Skating last, Chen had a long wait to take to the ice while the rink was cleared of stuffed toys thrown by Hanyu's legion of passionate fans.

Kevin Aymoz took bronze to become the first French man to win a medal in the Grand Prix Finals since Brian Joubert won 13 years ago.

Aymoz landed a quad toeloop-triple toeloop combination, but fell on another quad toeloop, as he scored 275.63. He and his coach were in tears when they heard the score.

Piper Gilles and Paul Poirier of Toronto took fifth spot in ice dancing, finishing less than five points from a medal berth.

Defending Grand Prix Final champions Gabriella Papadakis and Guillaume Cizeron of France won the gold medal with 219.85 points.
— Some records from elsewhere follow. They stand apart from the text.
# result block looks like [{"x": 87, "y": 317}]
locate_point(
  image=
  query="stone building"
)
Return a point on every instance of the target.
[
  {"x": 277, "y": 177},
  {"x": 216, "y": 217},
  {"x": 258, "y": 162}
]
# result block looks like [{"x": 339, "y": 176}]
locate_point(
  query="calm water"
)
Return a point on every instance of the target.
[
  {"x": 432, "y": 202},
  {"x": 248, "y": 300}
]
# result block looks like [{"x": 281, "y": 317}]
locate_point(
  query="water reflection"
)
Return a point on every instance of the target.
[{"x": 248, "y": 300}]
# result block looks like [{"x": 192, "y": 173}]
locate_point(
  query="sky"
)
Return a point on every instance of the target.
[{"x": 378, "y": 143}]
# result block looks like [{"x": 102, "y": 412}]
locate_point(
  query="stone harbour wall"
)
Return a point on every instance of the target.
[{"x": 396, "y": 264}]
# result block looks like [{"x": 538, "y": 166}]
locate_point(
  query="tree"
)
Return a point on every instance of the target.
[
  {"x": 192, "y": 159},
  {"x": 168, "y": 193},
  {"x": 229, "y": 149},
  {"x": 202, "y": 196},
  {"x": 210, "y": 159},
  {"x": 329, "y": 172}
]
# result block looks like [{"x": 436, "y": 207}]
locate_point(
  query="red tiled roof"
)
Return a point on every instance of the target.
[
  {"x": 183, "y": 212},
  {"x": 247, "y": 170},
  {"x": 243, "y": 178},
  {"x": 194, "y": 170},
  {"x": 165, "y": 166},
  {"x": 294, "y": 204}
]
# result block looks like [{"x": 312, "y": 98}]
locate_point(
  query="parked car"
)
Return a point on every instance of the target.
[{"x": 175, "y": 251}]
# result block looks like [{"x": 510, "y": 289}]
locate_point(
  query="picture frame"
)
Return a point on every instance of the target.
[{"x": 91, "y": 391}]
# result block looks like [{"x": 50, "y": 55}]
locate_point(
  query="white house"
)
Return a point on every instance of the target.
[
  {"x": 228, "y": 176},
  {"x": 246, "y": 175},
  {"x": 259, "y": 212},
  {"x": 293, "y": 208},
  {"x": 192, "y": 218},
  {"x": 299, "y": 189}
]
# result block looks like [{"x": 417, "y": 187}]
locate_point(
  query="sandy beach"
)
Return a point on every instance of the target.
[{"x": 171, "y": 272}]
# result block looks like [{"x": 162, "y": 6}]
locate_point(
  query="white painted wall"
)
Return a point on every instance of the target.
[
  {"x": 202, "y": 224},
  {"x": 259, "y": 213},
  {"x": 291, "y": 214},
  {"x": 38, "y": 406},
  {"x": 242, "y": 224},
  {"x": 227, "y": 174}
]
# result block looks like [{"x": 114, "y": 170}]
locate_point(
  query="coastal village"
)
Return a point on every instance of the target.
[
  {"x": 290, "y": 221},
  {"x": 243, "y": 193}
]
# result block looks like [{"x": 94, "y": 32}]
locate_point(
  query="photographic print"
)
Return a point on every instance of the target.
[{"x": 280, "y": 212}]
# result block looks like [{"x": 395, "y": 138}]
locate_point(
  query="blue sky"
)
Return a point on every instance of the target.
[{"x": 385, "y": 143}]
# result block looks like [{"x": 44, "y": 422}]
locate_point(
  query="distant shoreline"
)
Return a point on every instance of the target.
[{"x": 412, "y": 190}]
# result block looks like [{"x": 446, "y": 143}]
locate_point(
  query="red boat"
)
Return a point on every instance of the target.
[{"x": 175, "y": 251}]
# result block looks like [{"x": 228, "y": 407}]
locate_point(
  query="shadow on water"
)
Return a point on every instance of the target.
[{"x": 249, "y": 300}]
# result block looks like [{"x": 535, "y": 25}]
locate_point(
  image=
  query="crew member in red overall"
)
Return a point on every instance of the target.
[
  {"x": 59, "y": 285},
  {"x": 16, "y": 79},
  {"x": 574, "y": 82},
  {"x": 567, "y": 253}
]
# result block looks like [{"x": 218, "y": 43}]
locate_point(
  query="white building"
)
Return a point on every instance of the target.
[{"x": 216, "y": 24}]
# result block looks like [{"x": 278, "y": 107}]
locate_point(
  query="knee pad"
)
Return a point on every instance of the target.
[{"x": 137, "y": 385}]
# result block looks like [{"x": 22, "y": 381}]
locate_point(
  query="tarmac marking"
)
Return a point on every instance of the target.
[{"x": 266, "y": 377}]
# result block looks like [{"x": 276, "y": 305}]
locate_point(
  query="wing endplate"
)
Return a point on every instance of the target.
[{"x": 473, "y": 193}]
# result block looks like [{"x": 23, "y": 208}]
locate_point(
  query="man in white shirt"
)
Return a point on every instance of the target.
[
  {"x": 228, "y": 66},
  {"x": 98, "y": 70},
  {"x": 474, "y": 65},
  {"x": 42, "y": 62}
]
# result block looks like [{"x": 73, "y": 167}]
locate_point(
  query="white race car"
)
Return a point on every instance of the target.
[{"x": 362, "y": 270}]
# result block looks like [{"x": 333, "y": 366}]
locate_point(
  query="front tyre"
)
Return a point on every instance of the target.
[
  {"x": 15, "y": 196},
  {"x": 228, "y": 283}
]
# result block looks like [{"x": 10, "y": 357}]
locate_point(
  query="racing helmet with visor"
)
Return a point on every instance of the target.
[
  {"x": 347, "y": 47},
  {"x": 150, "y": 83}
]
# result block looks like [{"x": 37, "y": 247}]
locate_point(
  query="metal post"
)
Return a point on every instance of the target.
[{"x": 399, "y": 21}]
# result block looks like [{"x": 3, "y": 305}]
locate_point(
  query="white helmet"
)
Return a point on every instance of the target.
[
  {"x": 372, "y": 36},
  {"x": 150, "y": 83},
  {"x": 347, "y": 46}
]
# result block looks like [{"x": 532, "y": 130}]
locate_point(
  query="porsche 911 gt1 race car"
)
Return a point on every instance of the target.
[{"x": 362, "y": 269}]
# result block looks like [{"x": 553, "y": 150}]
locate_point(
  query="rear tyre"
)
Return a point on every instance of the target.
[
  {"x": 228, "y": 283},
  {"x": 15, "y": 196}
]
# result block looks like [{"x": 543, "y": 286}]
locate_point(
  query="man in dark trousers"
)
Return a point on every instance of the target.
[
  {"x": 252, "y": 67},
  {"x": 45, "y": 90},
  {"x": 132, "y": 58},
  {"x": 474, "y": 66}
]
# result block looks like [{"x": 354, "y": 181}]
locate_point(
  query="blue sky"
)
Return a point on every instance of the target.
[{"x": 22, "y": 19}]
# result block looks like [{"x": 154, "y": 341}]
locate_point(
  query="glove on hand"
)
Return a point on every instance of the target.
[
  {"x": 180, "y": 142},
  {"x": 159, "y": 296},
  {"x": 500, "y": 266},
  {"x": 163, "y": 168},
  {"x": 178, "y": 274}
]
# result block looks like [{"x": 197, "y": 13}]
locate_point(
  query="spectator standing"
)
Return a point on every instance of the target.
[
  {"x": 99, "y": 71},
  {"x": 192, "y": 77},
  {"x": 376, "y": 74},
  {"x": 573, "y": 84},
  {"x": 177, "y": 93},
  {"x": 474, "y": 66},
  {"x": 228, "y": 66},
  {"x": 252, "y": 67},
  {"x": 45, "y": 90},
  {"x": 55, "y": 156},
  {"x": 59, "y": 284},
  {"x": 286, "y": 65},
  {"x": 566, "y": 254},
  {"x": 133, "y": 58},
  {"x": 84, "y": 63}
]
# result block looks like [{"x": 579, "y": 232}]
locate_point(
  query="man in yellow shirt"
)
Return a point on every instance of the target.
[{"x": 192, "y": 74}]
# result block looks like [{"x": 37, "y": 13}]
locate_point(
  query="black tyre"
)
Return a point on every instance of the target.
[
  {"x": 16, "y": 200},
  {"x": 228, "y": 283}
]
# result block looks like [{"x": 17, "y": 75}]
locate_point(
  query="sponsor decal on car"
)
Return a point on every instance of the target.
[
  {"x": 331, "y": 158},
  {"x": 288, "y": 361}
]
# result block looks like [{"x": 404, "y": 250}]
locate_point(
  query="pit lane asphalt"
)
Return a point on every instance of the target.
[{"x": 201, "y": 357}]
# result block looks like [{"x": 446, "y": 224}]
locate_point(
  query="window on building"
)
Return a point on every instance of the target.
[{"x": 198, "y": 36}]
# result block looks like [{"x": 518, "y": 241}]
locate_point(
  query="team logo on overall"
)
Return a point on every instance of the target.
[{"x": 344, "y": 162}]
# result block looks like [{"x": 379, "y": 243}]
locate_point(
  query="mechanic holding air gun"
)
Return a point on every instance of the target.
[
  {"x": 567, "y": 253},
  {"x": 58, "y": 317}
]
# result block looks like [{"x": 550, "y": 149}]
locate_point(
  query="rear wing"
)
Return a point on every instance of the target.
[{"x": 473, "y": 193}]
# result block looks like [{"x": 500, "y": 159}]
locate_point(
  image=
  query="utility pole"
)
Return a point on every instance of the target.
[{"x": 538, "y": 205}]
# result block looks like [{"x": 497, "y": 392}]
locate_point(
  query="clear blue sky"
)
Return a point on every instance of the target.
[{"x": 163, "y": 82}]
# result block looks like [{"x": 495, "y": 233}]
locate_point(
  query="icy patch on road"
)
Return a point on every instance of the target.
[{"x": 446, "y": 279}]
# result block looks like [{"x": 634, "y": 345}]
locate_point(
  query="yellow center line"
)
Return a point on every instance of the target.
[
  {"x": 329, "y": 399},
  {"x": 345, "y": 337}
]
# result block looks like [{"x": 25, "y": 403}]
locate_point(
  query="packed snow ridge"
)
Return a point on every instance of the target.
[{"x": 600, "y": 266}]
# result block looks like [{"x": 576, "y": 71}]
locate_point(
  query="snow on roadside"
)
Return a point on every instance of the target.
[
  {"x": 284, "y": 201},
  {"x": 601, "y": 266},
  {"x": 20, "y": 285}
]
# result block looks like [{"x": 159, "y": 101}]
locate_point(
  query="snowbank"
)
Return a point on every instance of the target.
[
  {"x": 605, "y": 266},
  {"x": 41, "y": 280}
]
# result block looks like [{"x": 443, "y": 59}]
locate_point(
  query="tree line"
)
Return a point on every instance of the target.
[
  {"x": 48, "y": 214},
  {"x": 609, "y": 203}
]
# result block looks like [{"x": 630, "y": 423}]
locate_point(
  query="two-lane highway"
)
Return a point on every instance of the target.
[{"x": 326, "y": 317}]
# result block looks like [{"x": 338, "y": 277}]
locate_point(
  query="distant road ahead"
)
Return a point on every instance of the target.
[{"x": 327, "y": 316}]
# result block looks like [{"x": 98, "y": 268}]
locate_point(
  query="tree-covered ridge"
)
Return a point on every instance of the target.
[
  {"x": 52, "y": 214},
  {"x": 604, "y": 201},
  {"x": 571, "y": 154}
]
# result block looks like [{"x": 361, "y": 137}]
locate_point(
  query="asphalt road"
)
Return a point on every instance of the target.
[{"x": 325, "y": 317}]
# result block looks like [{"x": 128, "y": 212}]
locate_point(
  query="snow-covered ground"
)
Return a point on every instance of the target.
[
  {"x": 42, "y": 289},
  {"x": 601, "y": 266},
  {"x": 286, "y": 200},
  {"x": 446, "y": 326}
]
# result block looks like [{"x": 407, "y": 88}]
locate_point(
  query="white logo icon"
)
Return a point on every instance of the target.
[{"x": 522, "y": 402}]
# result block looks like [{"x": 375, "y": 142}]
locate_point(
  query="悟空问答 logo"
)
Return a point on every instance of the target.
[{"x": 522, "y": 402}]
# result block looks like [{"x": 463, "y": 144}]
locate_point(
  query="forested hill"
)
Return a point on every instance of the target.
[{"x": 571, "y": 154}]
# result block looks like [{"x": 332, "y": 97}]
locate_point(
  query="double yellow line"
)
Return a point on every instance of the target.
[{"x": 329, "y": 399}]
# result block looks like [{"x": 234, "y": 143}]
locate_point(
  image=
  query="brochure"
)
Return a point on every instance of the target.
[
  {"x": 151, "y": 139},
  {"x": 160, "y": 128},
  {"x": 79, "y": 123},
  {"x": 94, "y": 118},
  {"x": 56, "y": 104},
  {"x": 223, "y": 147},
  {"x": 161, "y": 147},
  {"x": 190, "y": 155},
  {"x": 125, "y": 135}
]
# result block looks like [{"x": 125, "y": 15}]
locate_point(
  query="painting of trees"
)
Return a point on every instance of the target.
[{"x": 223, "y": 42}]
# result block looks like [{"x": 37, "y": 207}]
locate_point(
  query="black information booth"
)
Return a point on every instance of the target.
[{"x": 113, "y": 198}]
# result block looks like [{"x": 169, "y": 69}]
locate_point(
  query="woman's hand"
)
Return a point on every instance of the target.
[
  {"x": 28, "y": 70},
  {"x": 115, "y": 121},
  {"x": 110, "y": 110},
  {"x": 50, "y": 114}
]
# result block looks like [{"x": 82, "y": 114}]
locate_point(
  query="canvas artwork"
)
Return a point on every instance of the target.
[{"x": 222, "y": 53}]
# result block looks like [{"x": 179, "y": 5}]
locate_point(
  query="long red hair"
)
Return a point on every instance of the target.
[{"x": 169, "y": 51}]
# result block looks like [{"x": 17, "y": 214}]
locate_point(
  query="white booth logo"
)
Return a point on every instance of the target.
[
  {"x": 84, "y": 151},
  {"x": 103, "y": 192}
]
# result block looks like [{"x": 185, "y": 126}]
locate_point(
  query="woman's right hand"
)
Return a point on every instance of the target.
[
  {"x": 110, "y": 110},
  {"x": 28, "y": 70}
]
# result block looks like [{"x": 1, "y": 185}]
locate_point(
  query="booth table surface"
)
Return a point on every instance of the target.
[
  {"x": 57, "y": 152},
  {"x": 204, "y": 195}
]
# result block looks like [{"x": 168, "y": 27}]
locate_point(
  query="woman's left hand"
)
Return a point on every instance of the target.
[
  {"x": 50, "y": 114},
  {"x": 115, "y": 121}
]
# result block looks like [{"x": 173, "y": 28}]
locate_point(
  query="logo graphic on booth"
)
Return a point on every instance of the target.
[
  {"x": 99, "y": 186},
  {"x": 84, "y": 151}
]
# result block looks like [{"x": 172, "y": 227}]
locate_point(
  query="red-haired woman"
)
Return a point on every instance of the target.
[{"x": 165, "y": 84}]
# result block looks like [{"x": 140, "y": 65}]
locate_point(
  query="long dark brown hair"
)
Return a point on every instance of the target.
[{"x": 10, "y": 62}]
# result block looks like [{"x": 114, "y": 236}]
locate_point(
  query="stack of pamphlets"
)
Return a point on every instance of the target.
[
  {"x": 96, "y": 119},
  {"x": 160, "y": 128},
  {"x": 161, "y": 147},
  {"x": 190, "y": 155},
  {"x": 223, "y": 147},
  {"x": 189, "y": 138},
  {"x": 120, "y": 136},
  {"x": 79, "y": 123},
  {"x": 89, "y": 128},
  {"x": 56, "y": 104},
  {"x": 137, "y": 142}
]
Madison Chock and Evan Bates of the U.S. were second at 210.68 and their compatriots Madison Hubbell and Zachary Donohue were third at 207.93.

Gilles and Poirier, who collected a gold and silver on the circuit this season, posted the fourth best free dance to move from sixth after the rhythm dance to fifth overall with 203.50.

"We both know we've got a strong free dance and everyone enjoys watching it," said Gilles. "We owed it to ourselves not to let a score define who we are at a competition. We need to make sure we are doing our job and our best in every program.

"We showed maturity and confidence today."

Canada's other entry Kirsten Moore-Towers of St.Catharines, Ont., and Michael Marinaro of Sarnia, Ont., were fifth in pairs on Saturday.